TEXAS VIEW: Lawmakers wrong to meddle in local law enforcement budgets

THE POINT: The Capitol has tightened its leash on cities and it won’t make anyone any safer.

Pop quiz: When is it a bad idea for the Texas Legislature to take action on an issue?

A. When the matter involves local spending decisions made by locally elected officials, who answer directly to local voters.

B. When the proposed remedy targets certain communities instead of applying even-handedly to the entire state.

C. When there is no data to justify the action.

D. When the so-called solution ties the hands of community leaders who need flexibility to address complex challenges.

We’ve hit all of the above with the Legislature’s bills to prevent efforts to “defund the police” — bills that, in reality, block cities and counties from making prudent cuts to law enforcement spending so they can invest in other public safety priorities.

House Bill 1900, passed by the Senate last week, unloads a heap of penalties on larger cities that reduce police funding. The bill would freeze a city’s tax rates and utility rates indefinitely, steer a slice of sales tax revenue back to the state and allow areas annexed within the past 30 years to vote on whether they’d like to leave the city. Another measure, SB 23, requires large counties to hold an election before cutting law enforcement funding or staffing.

The message is unmistakable: Lawmakers don’t want local police budgets to be cut.

But it’s not their call to make. At least, it shouldn’t be.

As we first noted last summer, decisions over policing levels and city spending are municipal calls, made by local officials who will have to answer directly to voters. It is insulting and absurd for lawmakers from other parts of the state to substitute their judgment for that of local officials crafting a city or county budget.

But what if local leaders stray from the will of the people? Elections are the proper avenue for course correction. Voters can always send officials packing. As illustrated by the recent passage of Proposition B, which reinstated the homeless camping ban the Austin City Council lifted in 2019, voters can also overrule City Hall on specific policies. Save Austin Now, the group that got Prop B on the ballot, launched a new campaign last Wednesday to address police staffing and training in Austin.

Rather than trust local voters to pick their leaders and hold them accountable, however, state lawmakers want to assert their own priorities — but only on certain communities. HB 1900 applies only to cities with more than 250,000 people — meaning, just 11 of the roughly 1,200 cities in Texas. SB 23 applies only to counties with more than 1 million people — meaning, just six of Texas’ 254 counties.

If these bills are such great ideas, if “backing the blue” is important enough to demand legislative intervention, why wouldn’t lawmakers want to protect police budgets statewide? Instead, legislators from Conroe, Friendswood and Richardson want to tell officials in Austin, Houston and San Antonio how to run their cities — all the while ensuring their own hometowns keep the budgeting flexibility to trim police funding if needed.

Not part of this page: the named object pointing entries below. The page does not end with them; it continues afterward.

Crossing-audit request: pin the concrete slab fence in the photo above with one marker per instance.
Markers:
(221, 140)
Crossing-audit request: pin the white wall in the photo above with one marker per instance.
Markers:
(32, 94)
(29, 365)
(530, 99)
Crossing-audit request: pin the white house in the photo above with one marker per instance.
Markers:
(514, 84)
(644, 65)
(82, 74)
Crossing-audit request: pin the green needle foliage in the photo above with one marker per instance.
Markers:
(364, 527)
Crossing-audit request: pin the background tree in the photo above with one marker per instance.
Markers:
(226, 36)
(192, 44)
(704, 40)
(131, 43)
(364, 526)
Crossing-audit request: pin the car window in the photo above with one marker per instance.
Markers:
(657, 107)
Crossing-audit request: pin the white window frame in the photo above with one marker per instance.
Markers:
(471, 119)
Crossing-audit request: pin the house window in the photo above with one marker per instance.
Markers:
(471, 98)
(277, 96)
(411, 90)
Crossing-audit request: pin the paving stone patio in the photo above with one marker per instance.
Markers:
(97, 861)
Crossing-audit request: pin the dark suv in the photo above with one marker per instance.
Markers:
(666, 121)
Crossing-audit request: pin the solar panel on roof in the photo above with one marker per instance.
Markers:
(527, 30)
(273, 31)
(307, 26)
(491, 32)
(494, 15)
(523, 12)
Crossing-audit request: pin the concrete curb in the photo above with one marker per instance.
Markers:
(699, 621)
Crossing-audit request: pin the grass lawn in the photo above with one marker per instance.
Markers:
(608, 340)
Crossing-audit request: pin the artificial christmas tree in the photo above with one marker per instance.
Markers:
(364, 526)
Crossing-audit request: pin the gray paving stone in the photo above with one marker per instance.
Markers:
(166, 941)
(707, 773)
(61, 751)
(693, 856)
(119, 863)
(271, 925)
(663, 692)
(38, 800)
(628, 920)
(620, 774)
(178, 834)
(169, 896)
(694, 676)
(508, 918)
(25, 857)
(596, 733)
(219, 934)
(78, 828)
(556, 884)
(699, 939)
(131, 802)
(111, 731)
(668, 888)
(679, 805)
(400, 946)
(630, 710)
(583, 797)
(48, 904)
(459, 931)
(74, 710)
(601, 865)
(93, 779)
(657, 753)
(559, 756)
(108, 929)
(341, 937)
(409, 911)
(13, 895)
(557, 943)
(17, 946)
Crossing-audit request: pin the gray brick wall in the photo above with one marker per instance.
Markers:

Public safety typically accounts for the largest chunk of a city’s budget. It’s a sign of good governance for cities to evaluate the effectiveness of that spending and realign dollars as needed — especially since lawmakers two years ago imposed even tighter tax revenue caps on local governments, forcing officials to make even tougher spending decisions.

Anyone who’s ever dialed 911 knows how critically important a law enforcement agency is to any community. But policing is only one piece of an effective public safety strategy. Officials need the flexibility to invest in other programs as well — items like a domestic violence shelter, mental health services, and programs to address family violence and prevent violence in the community, all of which got additional funding this year when Austin reduced its police budget.

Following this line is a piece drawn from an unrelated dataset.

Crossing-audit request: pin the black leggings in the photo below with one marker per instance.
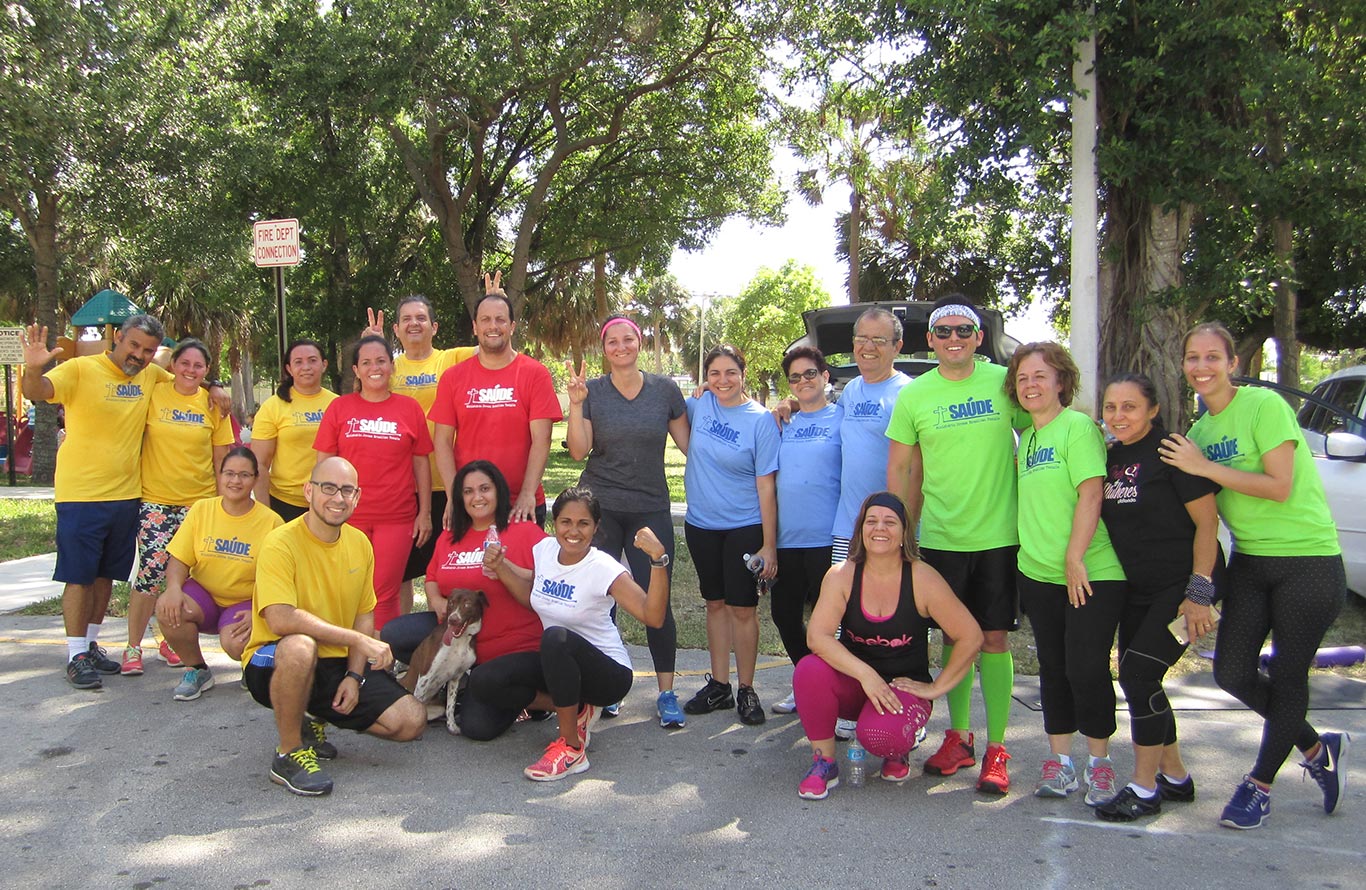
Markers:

Such interventions can keep some people out of jail and keep others from becoming victims. Local communities have every right to adjust the dollar amounts on various public safety priorities without meddling from the state.

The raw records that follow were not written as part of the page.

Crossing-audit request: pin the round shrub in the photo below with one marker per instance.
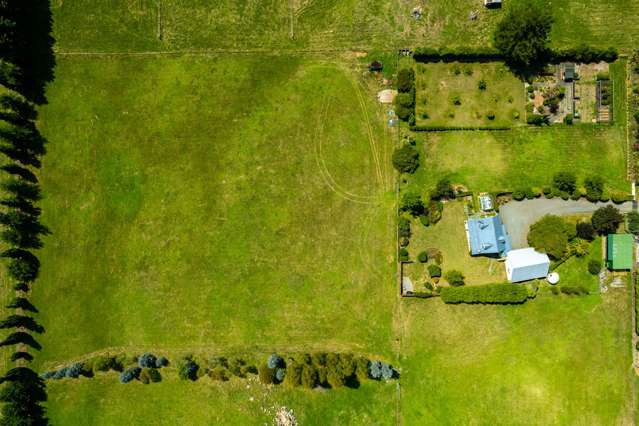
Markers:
(403, 255)
(74, 370)
(275, 361)
(147, 360)
(594, 266)
(161, 362)
(130, 374)
(434, 271)
(265, 374)
(454, 278)
(187, 369)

Sen. Borris Miles, D-Houston, noted as much during debate on HB 1900, and he pressed supporters of the bill on whether any city has seen an uptick in crime after cutting police spending to put more funding toward social needs. Sen. Joan Huffman, R-Houston, said she had seen no such data.

In the absence of that data, in the absence of a legitimate state interest, and in the absence of a proposal that would be fairly applied statewide, lawmakers proceeded anyway. Once again the Capitol has tightened its leash on cities, and once again it won’t make anyone any safer.